Over the past 35 years, JSI has been dedicated to continuously improving its work. From the very first family planning project in 1978 to current projects in Liberia, Pakistan, the United States, and beyond, evaluation and accountability have been integral parts of JSI’s successful partnerships to produce impactful programs and initiatives.
While each project is required to compile internal assessments, three years ago I spearheaded the first JSI U.S. Health Services department-wide evaluation, our Quality Improvement Initiative. By examining a spectrum of projects varying by contract type, location, and subject, we have determined a range of big picture conclusions JSI can take from its projects.
At first, I was the only evaluator and I looked at conclusions from just a few projects, but gradually, the team and our scope of work has grown. Each year we now engage in an eight step process to gather feedback about JSI’s capabilities for U.S. health projects and explore the successes and the failures of some of these programs.
1. Selection: First, we determine the subset of programs to evaluate. The goal is to include projects that are successful as well as those that have not been so successful in order to have as wide of a range as possible to gather diverse data.
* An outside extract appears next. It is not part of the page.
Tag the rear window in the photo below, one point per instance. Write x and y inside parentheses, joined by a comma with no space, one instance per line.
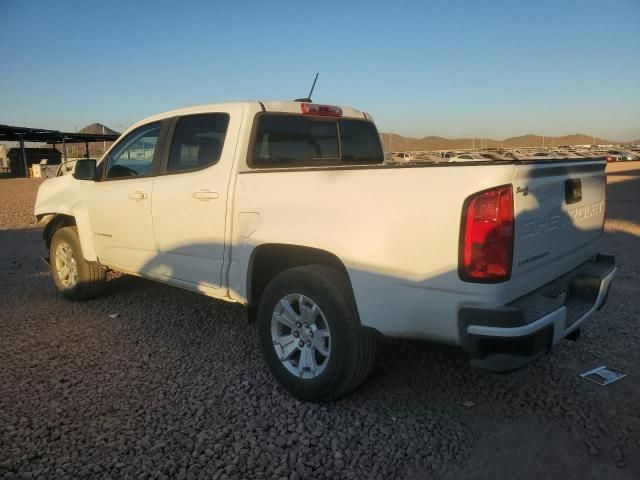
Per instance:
(293,140)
2. Compilation: After selecting our case studies, we work with each project director to gather products from the initiative including deliverables such as final reports and communication materials.
3. Evaluation: Then, we review these materials to determine which elements we think are effective or ineffective.
4. Collaboration: After determining our own conclusions, we convene a meeting of all the JSI staff members connected to the project to debrief and discuss their thoughts on the project’s implementation.
5. Client Feedback: With the project team’s feedback in mind, we meet with the client to discuss what they liked or didn’t like about the project’s implementation and what changes they would suggest for the future.
6. Reflection: Following this conversation, we then return to the project teams to reflect what the client has said and together we discuss the lessons we can take away from the project based on this feedback.
7. Aggregation: We then aggregate the lessons learned from all of the projects we’ve evaluated to gather overall conclusions or issue solutions for the JSI U.S. health services department.
8. Presentation: All conclusions from the process are presented and discussed broadly with Division staff at a division-wide JSI U.S. Health Services meeting.
Although this process requires time and effort, at JSI we believe that we can’t just assume our work is always excellent, because there are always ways to improve. Instead, by intentionally sharing these best practices, we make sure that the work we do department-wide is innovative, creative, and effective – all in a measurable and repeatable way.
Being proactive makes us more reflective of and invested in our work. As a result, we’re discovering JSI’s strengths and weaknesses and are now better equipped to consistently build on successes and intentionally remedy failures.
Additionally, we found that directly engaging with our clients gives us more than just data about our capabilities – it builds on productive working relationships that attune JSI to client’s needs, regardless of the project, which makes us a more effective business partner.
I have said that in public health, our goal should not be to say that we did a good thing or even the right thing. Rather, we should strive to say that we did something that had an actual impact on the population. A key facet of this impact is quantifying our work and through evaluation, showing how it was successful and why it should be done again.
By engaging in department-wide internal evaluation, JSI is an even better steward of our funder’s resources, advocate of our client’s needs, and developer of innovations – to the benefit of clients across the United States and in 66 other countries around the world.